Is it evil, though? This niceness? And god I remember I was so sore from a massage I’d gotten earlier, a massage that’d been more like a torture chamber as I death-gripped the edges of that skinny leather bed, biting the towel that sat beneath my face. Torture chambers, too many of them in the world you know? God I hated that restaurant. I hated it just like I hated standing up from that massage, from the tenderizing, feeling a pass-out impending but I managed. Here’s some water, some tea, pay us please, leave a tip. I couldn’t walk right afterwards, couldn’t head down the goddamn subway stairs without feeling like my neck was giving out.

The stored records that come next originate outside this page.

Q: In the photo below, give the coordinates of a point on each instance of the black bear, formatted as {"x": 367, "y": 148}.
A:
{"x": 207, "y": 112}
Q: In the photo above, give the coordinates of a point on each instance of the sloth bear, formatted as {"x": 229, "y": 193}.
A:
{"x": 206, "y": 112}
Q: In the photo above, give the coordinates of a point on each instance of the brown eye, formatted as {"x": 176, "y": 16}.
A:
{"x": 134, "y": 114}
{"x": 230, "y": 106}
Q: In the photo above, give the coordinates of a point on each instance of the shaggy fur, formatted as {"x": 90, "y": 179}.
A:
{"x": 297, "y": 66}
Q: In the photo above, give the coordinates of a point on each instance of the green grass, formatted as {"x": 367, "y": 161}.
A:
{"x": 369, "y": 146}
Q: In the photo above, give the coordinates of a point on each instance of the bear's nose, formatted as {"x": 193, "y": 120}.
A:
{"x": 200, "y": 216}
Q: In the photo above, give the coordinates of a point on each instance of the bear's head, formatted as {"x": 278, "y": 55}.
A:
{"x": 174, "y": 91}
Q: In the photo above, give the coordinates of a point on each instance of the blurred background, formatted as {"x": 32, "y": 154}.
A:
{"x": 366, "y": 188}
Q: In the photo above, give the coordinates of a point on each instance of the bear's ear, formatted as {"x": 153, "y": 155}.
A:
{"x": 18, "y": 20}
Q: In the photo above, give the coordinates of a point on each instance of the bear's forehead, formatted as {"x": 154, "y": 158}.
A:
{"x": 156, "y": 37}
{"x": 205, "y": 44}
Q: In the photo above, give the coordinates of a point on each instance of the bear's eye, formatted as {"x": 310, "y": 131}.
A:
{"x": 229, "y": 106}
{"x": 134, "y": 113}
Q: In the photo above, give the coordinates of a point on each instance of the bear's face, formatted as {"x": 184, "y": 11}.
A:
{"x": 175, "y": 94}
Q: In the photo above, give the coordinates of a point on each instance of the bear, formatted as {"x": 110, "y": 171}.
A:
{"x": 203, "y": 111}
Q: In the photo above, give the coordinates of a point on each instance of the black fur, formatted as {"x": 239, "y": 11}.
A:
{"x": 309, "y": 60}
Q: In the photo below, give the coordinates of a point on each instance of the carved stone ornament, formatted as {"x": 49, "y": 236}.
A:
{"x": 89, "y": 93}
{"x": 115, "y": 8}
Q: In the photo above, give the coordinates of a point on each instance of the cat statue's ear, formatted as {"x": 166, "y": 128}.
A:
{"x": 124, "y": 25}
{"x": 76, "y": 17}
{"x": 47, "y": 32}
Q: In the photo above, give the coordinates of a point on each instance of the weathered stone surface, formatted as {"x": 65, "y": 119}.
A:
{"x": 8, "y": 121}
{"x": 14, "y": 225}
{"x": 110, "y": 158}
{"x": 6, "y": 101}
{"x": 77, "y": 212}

I feel I’ve gotten sidetracked, and really that isn’t so much a bad thing. It’s a good thing, but why is it a good thing? I don’t really know, can’t really say. Something about it feels natural maybe. How often do we think in perfect narratives? Honestly. Do we ever do this? Life is more like flipping through the channels than watching a movie. Life is the commercials that happen between what you want to be watching.

In the healthy restaurant your sister asked how I’ve been doing and I said fine because the more fine you seem the better you become at deceiving yourself and since this is and always has been my goal, I shut up. I bit into my leaf. Nobody needs to know the truth of things.